Es muy posible que, sin su obstinación, muchos de los músicos que han hecho avanzar las agujas del reloj evolutivo de la música pop, muchas veces de forma fulgurante, no hubieran sentido el mismo estímulo, la misma motivación, el mismo escozor en las entrañas para agudizar su ingenio y dar con esa fórmula tan innovadora, capaz por sí sola de levantar ampollas. Conviene dejar que los inmovilistas se sigan quejando por tierra, mar y aire: su enroque es un impulso a la creatividad más osada. Su mera existencia garantiza la pervivencia del ecosistema creativo.

Decía el sociólogo Keir Keightley, en un estupendo texto llamado Reconsiderar el rock (búsquenlo en el ensayo colectivo La otra historia del rock, editado por Ma Non Troppo en 2006), que los músicos de pop y rock pueden dividirse en dos categorías, según lo que entendamos por autenticidad, ese concepto tan obsoleto a estas alturas del siglo XXI: los solistas y grupos que valoran la autenticidad romántica, aquella que suele encontrarse en la tradición, en el pasado, en la vivacidad del directo y los sonidos esencialistas (aquí metía al rock and roll, el blues, el folk o el country) y los que valoran la autenticidad moderna, localizable en el aprecio por las vanguardias, la experimentación, la ironía o la celebración de la tecnología (ubicada en el pop, el hip hop, el synth pop o la electrónica).

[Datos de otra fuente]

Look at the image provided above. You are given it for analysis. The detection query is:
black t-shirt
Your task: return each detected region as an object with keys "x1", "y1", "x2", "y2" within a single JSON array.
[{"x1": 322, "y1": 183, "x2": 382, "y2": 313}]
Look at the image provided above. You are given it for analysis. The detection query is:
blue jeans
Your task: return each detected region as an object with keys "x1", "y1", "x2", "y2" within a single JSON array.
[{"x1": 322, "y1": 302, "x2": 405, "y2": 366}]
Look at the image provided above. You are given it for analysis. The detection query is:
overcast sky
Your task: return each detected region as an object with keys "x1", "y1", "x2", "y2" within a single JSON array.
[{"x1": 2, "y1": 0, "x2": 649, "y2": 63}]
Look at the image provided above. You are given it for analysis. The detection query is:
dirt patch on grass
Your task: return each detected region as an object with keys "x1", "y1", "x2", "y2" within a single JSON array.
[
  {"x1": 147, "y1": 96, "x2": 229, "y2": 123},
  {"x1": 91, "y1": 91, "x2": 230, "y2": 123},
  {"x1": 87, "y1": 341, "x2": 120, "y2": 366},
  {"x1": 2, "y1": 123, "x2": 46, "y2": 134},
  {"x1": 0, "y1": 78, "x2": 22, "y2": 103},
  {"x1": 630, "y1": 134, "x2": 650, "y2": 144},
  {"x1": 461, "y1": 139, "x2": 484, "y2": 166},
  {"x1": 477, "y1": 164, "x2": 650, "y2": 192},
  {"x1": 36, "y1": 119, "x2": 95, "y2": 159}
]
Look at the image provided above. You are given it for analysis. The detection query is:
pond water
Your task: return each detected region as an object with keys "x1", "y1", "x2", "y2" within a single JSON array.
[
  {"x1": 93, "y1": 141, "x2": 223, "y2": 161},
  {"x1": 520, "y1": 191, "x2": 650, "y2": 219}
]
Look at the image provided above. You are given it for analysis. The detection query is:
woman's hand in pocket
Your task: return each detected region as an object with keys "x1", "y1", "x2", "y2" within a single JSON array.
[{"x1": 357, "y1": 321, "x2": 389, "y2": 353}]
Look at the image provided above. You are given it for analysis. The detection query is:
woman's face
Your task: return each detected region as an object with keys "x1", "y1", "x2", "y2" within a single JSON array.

Encontrar una forma pura de ambas ideas en cualquier músico es cada vez más complicado. Tan estéril como tratar de deslindar el pop del rock. Y es de celebrar que así sea, porque de la convivencia y, sobre todo, del choque entre ambos conceptos, nacen las músicas más excitantes. Y así seguirá siendo mientras ambas nociones pervivan. Que duren.